A nova deliberação, tomada na semana que passou, transforma antigas obrigações da empresa em um valor certo destinado à obra, com o objetivo de atender ao interesse público e cumprir todos os requisitos legais. Para evitar atrasos e garantir que o dinheiro seja usado exclusivamente na construção do hospital, o juiz determinou a penhora de R$ 105 milhões para a obra. Esses recursos deverão ser depositados diretamente em conta judicial, sob supervisão do Judiciário.
Esse valor de R$ 105 milhões representa o valor total das três primeiras parcelas que o Estado de Alagoas tem a receber da Braskem no chamado Acordo Global, firmado entre as partes após os danos geológicos ocorridos em Maceió. Esse montante compreende parte do cronograma de pagamento previsto no acordo financeiro celebrado entre o Estado e a empresa, formado pela primeira parcela de R$ 15 milhões, e a segunda e a terceira, de R$ 45 milhões cada. “O bloqueio configura-se como uma medida eficaz para garantir a destinação específica dos recursos à reconstrução do Hospital Escola Portugal Ramalho, mitigando os riscos de atraso na conclusão da obra e facilitando a gestão estatal”, justifica o juiz federal André Granja na decisão.
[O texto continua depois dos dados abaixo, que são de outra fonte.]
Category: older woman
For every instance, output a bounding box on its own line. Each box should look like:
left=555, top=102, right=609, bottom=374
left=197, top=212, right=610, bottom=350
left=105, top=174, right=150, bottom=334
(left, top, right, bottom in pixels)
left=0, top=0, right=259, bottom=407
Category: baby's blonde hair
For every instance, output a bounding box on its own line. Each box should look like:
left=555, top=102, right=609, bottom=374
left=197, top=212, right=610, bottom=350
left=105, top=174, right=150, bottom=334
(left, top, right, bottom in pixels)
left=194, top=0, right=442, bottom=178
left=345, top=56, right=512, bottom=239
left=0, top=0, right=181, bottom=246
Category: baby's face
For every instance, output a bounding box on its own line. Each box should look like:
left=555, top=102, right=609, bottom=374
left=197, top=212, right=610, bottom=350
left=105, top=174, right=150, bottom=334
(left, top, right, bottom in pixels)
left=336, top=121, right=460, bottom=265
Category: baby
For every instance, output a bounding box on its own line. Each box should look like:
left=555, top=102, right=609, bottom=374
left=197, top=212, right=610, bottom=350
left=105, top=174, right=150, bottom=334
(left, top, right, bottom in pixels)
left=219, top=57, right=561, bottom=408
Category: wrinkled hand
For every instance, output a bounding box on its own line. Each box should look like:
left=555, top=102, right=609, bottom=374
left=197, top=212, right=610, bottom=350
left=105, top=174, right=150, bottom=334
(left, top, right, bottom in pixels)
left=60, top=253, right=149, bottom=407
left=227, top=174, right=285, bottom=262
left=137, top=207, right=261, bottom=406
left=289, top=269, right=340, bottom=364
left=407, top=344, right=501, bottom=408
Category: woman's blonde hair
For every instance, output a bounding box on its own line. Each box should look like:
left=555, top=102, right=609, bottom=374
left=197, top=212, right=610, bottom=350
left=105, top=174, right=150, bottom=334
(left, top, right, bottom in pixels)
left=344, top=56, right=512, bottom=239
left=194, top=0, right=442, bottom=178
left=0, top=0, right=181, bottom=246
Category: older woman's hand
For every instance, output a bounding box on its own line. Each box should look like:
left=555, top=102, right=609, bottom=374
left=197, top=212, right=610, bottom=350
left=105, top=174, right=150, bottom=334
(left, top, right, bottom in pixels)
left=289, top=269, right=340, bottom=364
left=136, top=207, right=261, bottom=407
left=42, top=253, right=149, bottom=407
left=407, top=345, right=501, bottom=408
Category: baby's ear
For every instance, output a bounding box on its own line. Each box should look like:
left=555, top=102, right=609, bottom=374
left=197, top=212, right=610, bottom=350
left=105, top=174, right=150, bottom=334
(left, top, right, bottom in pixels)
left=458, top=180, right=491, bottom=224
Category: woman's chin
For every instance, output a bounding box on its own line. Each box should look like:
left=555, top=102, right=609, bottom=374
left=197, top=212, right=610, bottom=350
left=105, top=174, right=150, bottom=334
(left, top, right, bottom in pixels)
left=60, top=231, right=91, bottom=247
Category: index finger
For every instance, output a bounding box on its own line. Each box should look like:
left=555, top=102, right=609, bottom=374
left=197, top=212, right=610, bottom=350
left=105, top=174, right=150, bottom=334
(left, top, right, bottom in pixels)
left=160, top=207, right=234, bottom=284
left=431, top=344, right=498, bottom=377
A Justiça definiu prazos que o Estado de Alagoas e a Uncisal devem cumprir para que o projeto avance sem interrupções, como 30 dias para adquirir o terreno onde o novo hospital será construído; 30 dias para iniciar o processo de licitação; e 120 dias para começar as obras efetivamente.
Ainda conforme a decisão, o juiz André Granja ressaltou que, caso haja atraso injustificado, o Ministério Público Federal (MPF) e a Defensoria Pública da União (DPU) poderão retomar a execução do acordo original firmado com a Braskem, que previa obrigações diretas da empresa na construção do hospital. A legitimidade desses órgãos para atuar permanece garantida.
As decisões registram também que o Estado negocia com a Universidade Federal de Alagoas (Ufal) a cessão de um terreno para sediar o novo hospital. A proposta também recebeu a homologação por parte do juiz André Granja, da 3ª Vara Federal. A medida vai permitir integrar o equipamento ao complexo de saúde existente na região, fortalecendo o atendimento, o ensino e a pesquisa na área da saúde mental.